Adam Tanner, author of the new book Our Bodies, Our Data and a fellow at Harvard’s Institute for Quantitative Social Science, said that generally patients do not know that their most personal data is the stuff of multi-billion-dollar business. Tanner says the data about what diseases patients test positive for and what surgeries they have had is all for sale.

Though the data may be stripped of personal identifying information, data brokers and miners work tirelessly to build up detailed dossiers on individual patients, says The Guardian. Tanner told the Guardian that at the doctor’s office, “you close the door and you think, I’m telling my doctor my most intimate medical secrets, and only my doctor knows about it. But it’s sold commercially.”

Patients are reduced to age, neighborhood, particular ailments and gender. Data miners then cross-reference that information with data from pharmacies about who they sell medicines to, said Tanner.

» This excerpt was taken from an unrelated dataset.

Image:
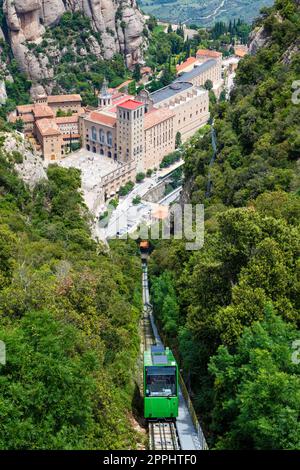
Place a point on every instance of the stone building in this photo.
(54, 135)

“The patient is not really a component of this because their name and connection to the prescription have been stripped off,” said Tanner, quoting Per Lofberg of CVS in a new report from the Century Foundation released on Tuesday.

However, other forms of information, like data from search engines and fitness devices, are completely unregulated and have addresses and identities attached. According to Tanner, another kind of data is “predictive analytics,” which cross-references the other two and makes predictions about the behavior with a “surprising degree of accuracy.”

No violation of HIPAA

Tanner notes that technically, none of this violates HIPAA or (the Health Insurance Portability and Accountability Act). However, the techniques do leave the protections of HIPPA largely useless.

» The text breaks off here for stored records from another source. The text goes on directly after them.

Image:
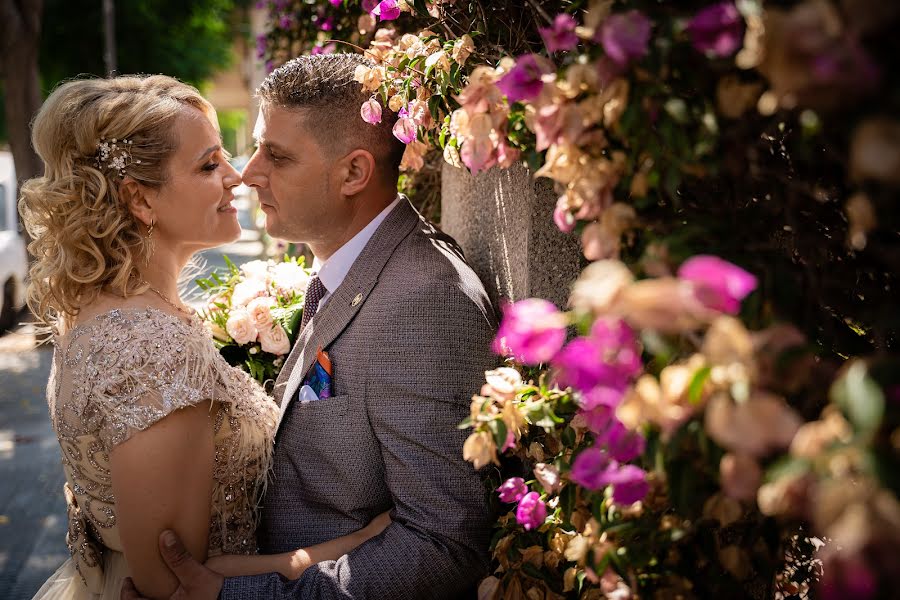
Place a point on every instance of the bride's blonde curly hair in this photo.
(85, 238)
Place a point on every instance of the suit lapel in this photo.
(345, 301)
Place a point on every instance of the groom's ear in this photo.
(357, 170)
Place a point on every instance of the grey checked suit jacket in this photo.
(408, 333)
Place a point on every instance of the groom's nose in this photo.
(253, 174)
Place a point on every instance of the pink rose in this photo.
(246, 291)
(274, 340)
(260, 311)
(240, 327)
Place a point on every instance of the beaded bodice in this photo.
(121, 372)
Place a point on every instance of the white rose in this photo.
(256, 269)
(246, 291)
(290, 277)
(274, 340)
(260, 311)
(217, 332)
(240, 327)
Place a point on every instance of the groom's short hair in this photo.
(324, 83)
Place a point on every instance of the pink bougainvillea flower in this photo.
(387, 10)
(625, 36)
(717, 29)
(326, 24)
(593, 469)
(718, 284)
(563, 218)
(326, 49)
(533, 330)
(608, 357)
(580, 365)
(512, 490)
(261, 42)
(531, 511)
(370, 111)
(561, 35)
(621, 443)
(524, 80)
(478, 154)
(629, 484)
(405, 130)
(598, 407)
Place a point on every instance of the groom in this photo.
(407, 327)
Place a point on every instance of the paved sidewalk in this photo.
(32, 508)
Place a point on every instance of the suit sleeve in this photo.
(424, 370)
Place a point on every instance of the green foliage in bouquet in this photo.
(254, 312)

“The problem over time is that as you have more and more information, there’s more and more about people who might be,” Tanner said.

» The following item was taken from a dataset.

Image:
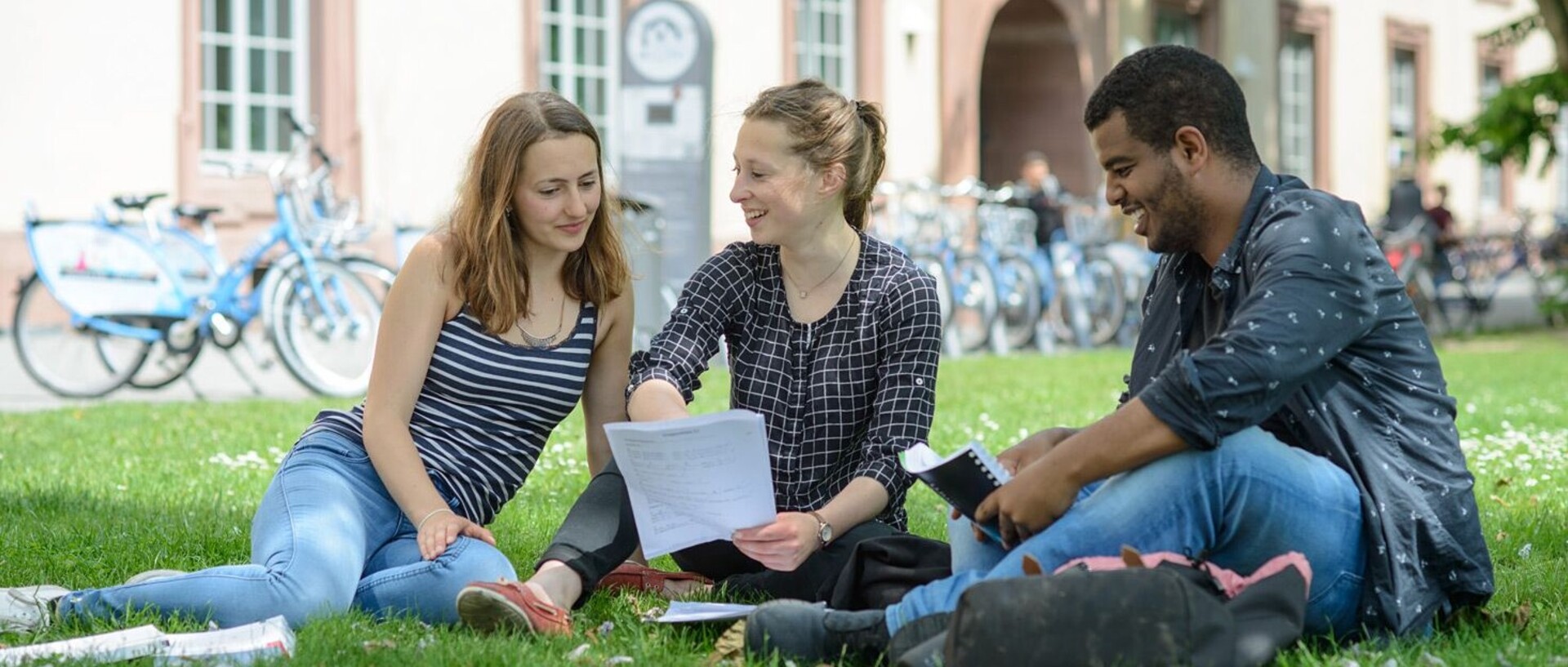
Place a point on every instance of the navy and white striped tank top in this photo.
(487, 409)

Many companies are trading in medical data, including IMS Health, which Tanner names most prominently in the Century Foundation report. Also General Electric and IBM Watson have businesses in patient information, notes The Guardian.

Tanner says that this issue must be raised, as data miners and brokers do not want to talk about it because it is a multi-billion-dollar trade. They may say that the data is important for the advancement in science, but “they don’t talk about the real reason, which is marketing and sales.”